Setting Golden Dawn Having Trouble Paying Rent

FILE - Supporters of Greece's extreme right Golden Dawn raise torches during a rally commemorating a 1996 military incident which cost the lives of three Greek navy officers and brought Greece and Turkey to the brink of war, in Athens, on Saturday, Feb. 2, 2019. (AP Photo/Yorgos Karahalis)

ATHENS – Bounced out of the Greek Parliament in July 7 snap elections after falling out of favor with voters, the accused neo-Nazi Golden Dawn party, with all its 15 lawmakers on trial on charges of running a criminal gang, can’t afford the rent on its headquarters.

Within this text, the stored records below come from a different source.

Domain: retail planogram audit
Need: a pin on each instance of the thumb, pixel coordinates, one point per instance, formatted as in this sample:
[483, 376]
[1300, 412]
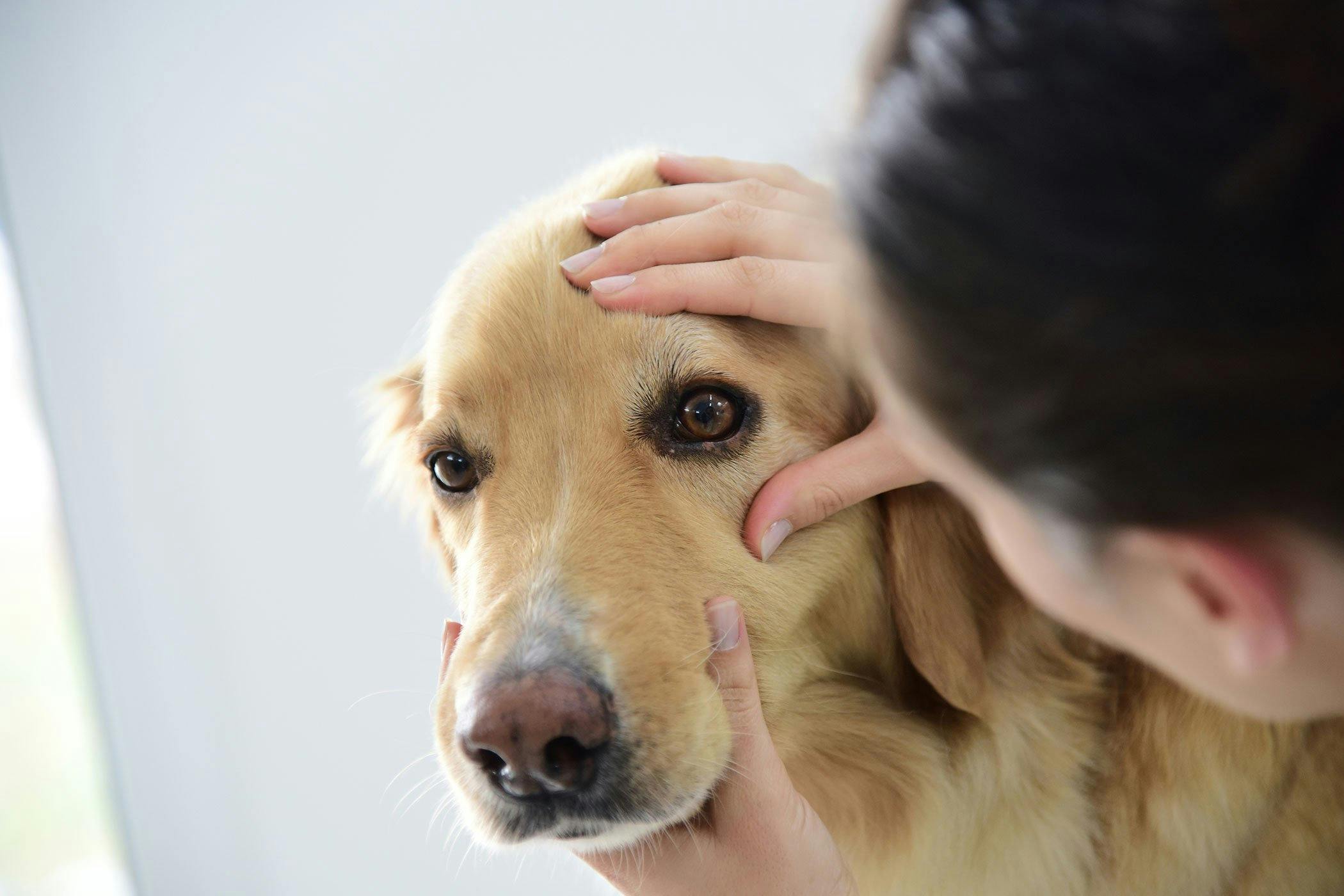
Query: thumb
[808, 492]
[758, 774]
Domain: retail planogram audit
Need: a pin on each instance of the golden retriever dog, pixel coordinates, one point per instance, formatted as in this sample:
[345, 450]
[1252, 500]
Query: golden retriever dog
[584, 474]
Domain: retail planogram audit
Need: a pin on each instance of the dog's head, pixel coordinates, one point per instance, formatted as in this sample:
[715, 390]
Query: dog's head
[585, 476]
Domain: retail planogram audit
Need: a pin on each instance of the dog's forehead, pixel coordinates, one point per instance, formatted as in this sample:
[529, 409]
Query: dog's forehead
[518, 327]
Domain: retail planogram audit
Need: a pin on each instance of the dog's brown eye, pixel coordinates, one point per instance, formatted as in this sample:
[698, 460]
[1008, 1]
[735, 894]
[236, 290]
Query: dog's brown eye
[453, 472]
[707, 415]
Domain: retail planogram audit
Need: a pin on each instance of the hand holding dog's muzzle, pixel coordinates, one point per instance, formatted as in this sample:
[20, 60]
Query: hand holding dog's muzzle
[758, 835]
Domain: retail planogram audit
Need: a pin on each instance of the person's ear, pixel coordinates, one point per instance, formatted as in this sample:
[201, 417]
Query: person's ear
[941, 579]
[1234, 586]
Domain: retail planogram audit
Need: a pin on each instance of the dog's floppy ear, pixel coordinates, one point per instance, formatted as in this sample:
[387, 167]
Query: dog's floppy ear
[941, 579]
[396, 409]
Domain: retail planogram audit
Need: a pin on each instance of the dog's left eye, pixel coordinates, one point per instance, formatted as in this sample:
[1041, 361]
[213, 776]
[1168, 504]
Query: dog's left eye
[453, 470]
[707, 414]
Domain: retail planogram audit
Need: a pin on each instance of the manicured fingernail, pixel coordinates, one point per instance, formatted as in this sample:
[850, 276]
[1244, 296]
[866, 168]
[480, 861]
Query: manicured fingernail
[777, 532]
[574, 264]
[612, 284]
[724, 625]
[602, 207]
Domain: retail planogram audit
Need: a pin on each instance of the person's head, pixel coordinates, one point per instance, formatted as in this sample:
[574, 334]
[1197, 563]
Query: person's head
[1109, 242]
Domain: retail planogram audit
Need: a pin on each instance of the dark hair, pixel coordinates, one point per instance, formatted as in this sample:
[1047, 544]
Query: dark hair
[1110, 237]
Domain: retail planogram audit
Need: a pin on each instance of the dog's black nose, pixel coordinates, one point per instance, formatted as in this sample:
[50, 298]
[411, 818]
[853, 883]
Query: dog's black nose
[543, 732]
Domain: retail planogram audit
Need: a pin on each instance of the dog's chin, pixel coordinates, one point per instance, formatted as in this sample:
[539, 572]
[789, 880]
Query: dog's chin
[588, 835]
[593, 837]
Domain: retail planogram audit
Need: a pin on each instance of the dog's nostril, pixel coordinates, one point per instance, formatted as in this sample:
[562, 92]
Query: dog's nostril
[490, 761]
[569, 764]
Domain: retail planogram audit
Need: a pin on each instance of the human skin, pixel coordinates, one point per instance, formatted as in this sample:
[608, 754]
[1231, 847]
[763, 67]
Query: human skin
[1249, 616]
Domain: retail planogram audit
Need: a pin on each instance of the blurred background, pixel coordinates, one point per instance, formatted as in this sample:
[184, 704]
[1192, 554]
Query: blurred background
[217, 645]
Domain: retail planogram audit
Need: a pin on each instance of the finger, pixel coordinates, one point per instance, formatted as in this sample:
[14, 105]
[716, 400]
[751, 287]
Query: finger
[449, 641]
[808, 492]
[676, 168]
[757, 778]
[781, 292]
[608, 216]
[723, 232]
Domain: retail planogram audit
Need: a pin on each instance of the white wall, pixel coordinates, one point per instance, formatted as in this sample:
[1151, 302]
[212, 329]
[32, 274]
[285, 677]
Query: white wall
[227, 216]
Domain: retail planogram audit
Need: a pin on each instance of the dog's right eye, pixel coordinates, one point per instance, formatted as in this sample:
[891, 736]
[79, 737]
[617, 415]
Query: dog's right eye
[453, 470]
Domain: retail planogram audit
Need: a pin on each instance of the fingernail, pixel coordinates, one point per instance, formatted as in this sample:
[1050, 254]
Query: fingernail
[574, 264]
[724, 623]
[777, 532]
[602, 207]
[612, 284]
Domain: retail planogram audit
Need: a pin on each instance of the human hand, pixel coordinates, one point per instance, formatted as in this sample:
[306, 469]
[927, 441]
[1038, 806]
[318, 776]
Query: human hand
[744, 239]
[758, 836]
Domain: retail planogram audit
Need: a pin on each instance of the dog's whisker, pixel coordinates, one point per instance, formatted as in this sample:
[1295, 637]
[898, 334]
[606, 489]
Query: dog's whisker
[380, 694]
[405, 769]
[429, 780]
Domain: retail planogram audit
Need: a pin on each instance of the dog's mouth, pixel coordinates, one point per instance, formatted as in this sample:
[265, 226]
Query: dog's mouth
[586, 831]
[613, 812]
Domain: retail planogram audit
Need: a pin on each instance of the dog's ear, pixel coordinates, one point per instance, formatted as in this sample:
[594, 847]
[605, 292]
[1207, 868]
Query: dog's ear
[396, 409]
[943, 580]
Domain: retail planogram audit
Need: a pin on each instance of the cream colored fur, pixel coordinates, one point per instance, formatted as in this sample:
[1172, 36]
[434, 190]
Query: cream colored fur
[953, 739]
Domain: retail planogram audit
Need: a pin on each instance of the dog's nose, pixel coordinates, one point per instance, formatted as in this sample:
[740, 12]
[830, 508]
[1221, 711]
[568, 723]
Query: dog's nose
[540, 734]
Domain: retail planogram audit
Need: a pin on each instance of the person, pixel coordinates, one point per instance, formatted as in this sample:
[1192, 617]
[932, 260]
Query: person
[1103, 257]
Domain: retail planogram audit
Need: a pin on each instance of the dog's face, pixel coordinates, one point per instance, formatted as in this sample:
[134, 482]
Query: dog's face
[585, 476]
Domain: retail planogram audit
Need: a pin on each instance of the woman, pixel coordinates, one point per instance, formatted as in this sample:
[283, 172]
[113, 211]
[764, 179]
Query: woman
[1105, 249]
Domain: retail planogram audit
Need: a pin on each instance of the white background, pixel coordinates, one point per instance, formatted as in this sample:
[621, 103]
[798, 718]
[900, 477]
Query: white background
[227, 218]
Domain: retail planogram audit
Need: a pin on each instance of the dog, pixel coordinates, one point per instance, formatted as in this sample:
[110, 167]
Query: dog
[584, 477]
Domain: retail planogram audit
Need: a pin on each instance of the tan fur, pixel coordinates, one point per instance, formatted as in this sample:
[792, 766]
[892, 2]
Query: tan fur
[960, 744]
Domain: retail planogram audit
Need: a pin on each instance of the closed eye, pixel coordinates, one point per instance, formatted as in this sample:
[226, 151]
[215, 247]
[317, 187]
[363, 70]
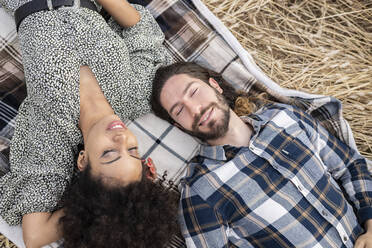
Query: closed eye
[194, 91]
[179, 111]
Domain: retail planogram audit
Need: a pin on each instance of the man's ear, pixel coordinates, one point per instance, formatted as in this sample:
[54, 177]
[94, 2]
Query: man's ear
[212, 82]
[82, 161]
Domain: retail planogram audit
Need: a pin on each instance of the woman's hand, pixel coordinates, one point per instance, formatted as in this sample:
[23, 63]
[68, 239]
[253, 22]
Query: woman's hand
[365, 240]
[41, 229]
[123, 13]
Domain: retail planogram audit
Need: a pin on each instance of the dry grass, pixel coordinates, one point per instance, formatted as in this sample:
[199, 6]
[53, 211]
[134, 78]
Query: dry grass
[317, 46]
[5, 243]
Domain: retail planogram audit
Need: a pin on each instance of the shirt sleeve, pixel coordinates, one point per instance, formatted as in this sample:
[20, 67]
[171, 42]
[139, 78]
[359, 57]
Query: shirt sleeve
[41, 164]
[345, 165]
[201, 225]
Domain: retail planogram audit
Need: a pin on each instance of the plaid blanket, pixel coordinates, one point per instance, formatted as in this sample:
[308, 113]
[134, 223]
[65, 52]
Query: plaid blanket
[192, 33]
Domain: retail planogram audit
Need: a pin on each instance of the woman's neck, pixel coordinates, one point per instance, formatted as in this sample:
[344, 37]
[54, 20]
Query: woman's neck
[93, 103]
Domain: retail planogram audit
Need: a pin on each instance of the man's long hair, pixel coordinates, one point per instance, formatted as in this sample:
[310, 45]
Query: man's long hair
[240, 102]
[141, 214]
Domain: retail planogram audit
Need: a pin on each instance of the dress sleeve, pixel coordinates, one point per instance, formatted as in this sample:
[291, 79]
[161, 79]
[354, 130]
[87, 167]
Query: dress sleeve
[144, 42]
[41, 163]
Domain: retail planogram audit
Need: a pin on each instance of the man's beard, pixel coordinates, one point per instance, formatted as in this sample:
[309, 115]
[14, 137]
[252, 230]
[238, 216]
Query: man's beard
[217, 129]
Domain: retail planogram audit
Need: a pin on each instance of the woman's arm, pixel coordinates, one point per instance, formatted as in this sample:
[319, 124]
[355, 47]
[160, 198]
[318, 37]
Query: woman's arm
[40, 229]
[124, 13]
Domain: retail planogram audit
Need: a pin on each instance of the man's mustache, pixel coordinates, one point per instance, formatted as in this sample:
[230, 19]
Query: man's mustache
[199, 116]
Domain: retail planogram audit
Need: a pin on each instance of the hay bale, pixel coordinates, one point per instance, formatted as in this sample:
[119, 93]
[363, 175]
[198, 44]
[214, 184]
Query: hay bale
[321, 47]
[5, 243]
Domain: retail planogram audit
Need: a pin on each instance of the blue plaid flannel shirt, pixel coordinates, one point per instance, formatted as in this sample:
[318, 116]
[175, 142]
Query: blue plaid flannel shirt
[283, 190]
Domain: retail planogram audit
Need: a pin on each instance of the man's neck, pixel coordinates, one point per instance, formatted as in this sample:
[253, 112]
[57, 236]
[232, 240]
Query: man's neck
[238, 134]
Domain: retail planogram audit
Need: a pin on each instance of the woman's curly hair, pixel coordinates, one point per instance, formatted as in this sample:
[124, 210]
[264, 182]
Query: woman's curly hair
[141, 214]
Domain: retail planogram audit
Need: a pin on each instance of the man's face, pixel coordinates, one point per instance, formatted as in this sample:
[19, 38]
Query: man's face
[196, 106]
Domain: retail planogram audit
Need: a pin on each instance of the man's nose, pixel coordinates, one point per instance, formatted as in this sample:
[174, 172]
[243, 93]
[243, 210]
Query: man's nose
[195, 109]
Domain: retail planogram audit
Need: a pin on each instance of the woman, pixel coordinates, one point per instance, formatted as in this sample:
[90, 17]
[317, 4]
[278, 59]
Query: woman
[82, 80]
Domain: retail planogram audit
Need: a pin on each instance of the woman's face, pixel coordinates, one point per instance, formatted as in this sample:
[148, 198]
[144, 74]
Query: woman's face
[112, 152]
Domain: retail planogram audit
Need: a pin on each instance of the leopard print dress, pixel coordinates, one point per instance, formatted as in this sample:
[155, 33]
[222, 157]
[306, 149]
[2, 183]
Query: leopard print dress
[54, 45]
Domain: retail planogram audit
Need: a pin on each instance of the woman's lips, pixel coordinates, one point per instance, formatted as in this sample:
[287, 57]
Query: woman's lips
[116, 125]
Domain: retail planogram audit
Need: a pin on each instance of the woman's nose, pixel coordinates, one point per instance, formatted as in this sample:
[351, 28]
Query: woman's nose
[120, 137]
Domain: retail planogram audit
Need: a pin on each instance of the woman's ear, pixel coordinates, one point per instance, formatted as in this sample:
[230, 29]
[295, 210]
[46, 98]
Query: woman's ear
[214, 84]
[82, 161]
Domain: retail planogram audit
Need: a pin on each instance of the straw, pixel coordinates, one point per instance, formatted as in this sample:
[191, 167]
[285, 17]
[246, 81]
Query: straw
[317, 46]
[321, 47]
[5, 243]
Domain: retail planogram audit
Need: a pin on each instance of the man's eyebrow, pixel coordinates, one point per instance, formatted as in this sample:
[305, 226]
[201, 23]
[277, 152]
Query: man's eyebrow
[110, 162]
[183, 93]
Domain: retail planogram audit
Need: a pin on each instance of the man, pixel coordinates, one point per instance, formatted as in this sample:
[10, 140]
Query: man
[273, 178]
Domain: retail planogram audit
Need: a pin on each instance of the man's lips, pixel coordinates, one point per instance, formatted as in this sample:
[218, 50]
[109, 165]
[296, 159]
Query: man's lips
[206, 117]
[116, 125]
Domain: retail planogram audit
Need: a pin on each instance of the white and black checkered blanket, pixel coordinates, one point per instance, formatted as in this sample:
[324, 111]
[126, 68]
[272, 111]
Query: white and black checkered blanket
[192, 33]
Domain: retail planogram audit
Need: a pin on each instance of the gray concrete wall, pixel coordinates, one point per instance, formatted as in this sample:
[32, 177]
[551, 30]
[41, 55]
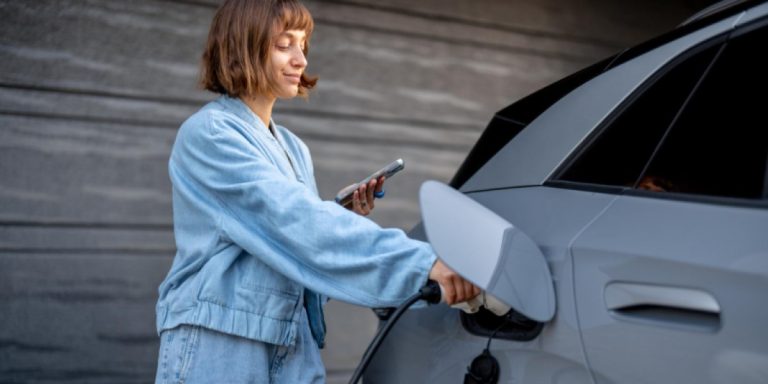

The party cut off from state funding by Parliament in 2013, losing taxpayer subsidies that are given to political groups represented in the 300-member body, with no accounting of how the money is being spent.

Golden Dawn, its hierarchy in the fourth year of a trial that also involves dozens of members, has it main offices on the major thoroughfare of  Mesogeion Avenue in the neighborhood of Ambelokipi.

The party has relied on contributions from party lawmakers who get generous salaries, now losing those as they won’t be in Parliament, with Kathimerini reporting on the party’s woes after it got 2.95 percent of the vote, just 0.5 percent short of the threshold needed to get back into Parliament.

Yiannis Lagos, a former deputy who in May was elected as a Member of the European Parliament, said he was becoming an independent because he disagreed with party policy, with party leaders demanding he give up his seat, but didn’t.

Lagos is among more than a dozen senior GD members on trial for belonging to a criminal gang that attacked immigrants and leftists, with one accused of the 2013 murder of anti-Fascist hip-hop artist Pavlos Fyssas.